Nobody, of course, objects to writing about motherhood or children in principle. Mommy blogging gets a bad rap in particular because of its origins in a certain sort of confessional writing that can be traced back to the “weblogs” of the early noughties. Lisa Belkin, herself the creator of the New York Times’ Motherlode blog, describes one of these prototypes, dooce.com, as “a daily reality show on a smaller screen.” That is to say: gritty, highly personal and animated by a sense of “the wartier, the better.”

This “bad mother,” “oversharenting” rendition of the mommy blog is one of the most popular, the locus classicus of the genre. It is a trope made famous by Ayelet Waldman in her 2009 book and the fodder for hugely popular websites like Scary Mommy. Here we have women chronicling their mundane parenting “fails,” but also, in a more sublime vein, probing the ambiguity they feel about becoming mothers in the first place. It’s easy to dismiss this type of writing as navel-gazing fluff, the epitome of the first-world problem. But the psychological effect of being able to articulate such feelings in a public space, in an age when parenting is an increasingly isolated and pressured endeavor, is not to be underestimated.

And yet, just because these essays have healing power doesn’t make them especially literary (though some, like Waldman’s, invariably are). That’s fair enough. What skeptics have to realize, however, is that the self-deprecating, bad-mommy blog is only one fish caught by a rather large net. For as it has evolved over the last decade, mommy blogging has moved beyond the merely confessional to blossom into a multi-faceted branch of the online publication industry. “Mommy lit,” as Barrett urges, has indeed grown up. One need only look at the highbrow creative nonfiction at sites such as Brain, Child Magazine or the important advocacy work being done on topics such as special needs and postpartum depression.

Furthermore, parenting writing is no longer its own contained niche. It is stretching its tentacles into other fields, with sophisticated results. Revered humor sites such as McSweeney’s Internet Tendency publish parenting pieces. Prestigious literary magazines such as the Rumpus and cultural magazines such as Aeon do as well. There is rigorous evidence-based analysis of salient childcare questions at Slate’s Double X. Major broadsheets such as The New York Times and The Washington Post have their own parenting blogs. And they even publish parenting-themed articles in their regular opinion and style sections.
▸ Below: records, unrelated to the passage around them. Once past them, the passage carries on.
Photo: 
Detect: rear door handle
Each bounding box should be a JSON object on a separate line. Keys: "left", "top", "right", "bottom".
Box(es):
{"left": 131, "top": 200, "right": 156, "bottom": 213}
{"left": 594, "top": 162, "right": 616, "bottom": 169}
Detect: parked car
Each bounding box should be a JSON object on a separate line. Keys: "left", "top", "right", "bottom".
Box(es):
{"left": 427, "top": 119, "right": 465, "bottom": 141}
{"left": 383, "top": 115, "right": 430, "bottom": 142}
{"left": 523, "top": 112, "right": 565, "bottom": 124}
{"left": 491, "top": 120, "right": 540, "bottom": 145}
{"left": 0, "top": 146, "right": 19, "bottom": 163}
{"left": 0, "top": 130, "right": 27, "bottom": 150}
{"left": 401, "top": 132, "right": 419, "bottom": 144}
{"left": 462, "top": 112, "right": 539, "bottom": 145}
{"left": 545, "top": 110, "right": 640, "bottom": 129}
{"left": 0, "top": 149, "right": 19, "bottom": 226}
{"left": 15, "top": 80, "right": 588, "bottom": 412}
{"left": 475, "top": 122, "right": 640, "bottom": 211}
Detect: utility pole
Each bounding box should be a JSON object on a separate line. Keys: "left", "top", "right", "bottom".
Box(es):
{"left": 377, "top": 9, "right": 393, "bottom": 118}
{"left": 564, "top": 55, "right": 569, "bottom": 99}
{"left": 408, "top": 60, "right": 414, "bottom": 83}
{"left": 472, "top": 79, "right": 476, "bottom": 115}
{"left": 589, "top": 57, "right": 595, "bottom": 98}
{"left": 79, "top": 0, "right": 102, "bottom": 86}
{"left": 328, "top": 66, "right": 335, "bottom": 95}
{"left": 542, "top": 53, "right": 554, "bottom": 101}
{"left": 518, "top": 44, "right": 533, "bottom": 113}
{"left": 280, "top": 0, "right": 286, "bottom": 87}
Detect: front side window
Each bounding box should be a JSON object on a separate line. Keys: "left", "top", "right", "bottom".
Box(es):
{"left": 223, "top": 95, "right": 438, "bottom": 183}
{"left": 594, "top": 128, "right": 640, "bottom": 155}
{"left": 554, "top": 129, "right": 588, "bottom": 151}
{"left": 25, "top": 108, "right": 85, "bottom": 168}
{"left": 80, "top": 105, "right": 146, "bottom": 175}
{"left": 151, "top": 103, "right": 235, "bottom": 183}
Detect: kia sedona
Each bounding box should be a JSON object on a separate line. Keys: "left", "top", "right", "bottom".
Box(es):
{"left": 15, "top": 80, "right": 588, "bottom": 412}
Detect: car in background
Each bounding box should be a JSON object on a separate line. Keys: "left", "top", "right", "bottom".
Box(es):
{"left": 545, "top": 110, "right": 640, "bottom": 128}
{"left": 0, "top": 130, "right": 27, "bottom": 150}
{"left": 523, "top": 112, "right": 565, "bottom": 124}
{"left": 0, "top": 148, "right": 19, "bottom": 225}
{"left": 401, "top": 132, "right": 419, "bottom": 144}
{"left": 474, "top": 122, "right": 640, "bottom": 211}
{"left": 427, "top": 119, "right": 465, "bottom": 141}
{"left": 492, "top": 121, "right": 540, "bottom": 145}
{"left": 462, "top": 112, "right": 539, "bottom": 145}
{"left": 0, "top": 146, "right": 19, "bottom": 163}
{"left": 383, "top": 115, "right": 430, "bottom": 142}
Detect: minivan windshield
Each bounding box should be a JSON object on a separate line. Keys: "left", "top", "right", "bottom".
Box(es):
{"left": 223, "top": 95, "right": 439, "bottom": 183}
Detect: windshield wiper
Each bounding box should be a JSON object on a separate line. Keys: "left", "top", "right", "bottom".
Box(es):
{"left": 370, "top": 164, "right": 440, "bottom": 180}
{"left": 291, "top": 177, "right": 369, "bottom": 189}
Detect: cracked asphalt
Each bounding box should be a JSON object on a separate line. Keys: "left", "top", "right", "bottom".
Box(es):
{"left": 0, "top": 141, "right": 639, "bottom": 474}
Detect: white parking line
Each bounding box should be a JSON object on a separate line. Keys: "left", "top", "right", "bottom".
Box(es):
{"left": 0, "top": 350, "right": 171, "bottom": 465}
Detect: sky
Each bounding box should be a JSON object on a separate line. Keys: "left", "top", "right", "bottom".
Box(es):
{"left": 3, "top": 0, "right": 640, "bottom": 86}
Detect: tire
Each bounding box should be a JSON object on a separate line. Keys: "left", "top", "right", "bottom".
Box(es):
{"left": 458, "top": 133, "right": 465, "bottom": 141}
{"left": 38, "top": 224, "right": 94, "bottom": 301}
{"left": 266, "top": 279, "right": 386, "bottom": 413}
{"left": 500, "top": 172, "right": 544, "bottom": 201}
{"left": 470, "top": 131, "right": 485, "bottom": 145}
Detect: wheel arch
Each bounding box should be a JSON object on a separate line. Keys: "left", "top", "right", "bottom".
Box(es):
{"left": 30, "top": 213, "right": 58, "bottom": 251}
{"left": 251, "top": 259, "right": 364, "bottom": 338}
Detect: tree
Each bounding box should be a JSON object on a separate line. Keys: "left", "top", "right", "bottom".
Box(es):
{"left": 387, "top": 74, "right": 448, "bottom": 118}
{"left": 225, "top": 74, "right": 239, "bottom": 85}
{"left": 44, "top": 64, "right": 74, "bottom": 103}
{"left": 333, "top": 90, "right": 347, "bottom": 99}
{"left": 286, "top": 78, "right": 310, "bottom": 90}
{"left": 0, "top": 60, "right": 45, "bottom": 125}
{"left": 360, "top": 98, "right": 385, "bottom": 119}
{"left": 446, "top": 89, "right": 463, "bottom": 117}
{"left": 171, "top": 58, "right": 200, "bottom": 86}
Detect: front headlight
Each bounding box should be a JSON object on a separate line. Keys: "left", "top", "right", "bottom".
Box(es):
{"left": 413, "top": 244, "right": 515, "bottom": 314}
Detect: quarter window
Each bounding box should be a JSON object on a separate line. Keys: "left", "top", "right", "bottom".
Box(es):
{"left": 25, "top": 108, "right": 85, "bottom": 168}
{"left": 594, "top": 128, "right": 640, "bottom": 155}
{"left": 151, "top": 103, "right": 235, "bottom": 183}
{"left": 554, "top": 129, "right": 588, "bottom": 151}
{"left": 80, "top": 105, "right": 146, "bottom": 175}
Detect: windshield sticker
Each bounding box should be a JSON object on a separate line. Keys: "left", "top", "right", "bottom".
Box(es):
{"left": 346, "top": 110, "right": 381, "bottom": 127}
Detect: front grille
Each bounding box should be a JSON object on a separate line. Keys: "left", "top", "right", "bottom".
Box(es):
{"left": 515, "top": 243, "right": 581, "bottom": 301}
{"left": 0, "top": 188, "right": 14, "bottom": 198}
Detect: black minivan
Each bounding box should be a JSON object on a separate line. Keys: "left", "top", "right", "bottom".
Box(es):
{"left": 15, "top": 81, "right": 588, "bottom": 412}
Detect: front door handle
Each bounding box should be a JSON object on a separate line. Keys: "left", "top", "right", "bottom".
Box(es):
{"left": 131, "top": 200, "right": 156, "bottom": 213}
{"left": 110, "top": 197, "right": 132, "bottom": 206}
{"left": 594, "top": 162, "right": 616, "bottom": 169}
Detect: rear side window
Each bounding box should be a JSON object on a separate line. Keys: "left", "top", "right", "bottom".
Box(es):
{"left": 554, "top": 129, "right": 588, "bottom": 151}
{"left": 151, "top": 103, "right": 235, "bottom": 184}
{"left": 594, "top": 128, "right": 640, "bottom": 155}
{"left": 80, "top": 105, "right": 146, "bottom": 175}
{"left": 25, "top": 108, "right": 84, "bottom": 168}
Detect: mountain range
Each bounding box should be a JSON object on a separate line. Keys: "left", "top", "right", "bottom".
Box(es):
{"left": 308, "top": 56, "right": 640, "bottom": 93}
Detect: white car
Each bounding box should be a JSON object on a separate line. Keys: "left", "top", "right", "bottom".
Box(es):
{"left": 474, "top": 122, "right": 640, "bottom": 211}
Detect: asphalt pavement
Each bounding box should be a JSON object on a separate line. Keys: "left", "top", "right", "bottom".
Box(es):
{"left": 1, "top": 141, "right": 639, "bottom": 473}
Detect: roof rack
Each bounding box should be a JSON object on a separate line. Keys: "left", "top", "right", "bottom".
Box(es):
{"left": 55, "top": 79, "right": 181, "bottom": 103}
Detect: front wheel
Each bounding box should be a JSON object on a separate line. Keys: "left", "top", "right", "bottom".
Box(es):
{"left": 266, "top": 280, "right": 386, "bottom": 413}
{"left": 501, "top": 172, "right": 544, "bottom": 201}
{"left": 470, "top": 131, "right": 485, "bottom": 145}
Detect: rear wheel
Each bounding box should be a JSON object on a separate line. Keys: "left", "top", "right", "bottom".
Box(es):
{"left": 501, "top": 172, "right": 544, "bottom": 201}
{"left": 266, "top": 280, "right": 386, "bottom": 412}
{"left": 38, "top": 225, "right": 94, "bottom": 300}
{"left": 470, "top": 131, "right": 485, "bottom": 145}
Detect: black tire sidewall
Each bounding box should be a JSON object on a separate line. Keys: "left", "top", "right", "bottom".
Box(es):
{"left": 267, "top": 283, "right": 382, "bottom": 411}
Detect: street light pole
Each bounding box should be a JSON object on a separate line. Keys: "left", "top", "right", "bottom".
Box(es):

Do these articles still count as “mommy blogging”? I submit that they do. Because what they all have in common is the belief by the women who penned them that their lives as mothers—their struggles as much as their successes—are worthy of documentation and publication, that they are, in fact, worthy of the craft of writing itself. This is the true legacy of the mommy blog and it is one we should embrace because of the label’s groundbreaking beginnings, not in spite of it.

For what we are doing as mommy bloggers, with our diverse voices and approaches, is a collective exercise in cultural counterpoint. It is a backlash against the myth that parenting is something to be done and not discussed or valued and it is a backlash against the debilitating contemporary notion that there is only one right way to do it. And for those of us who write about motherhood when we could be writing instead about, say, the ancient Greeks, it is a way to use history or philosophy or whatever other tools we have at our disposal to better understand the essence of our shared humanity and, in turn, to better understand ourselves.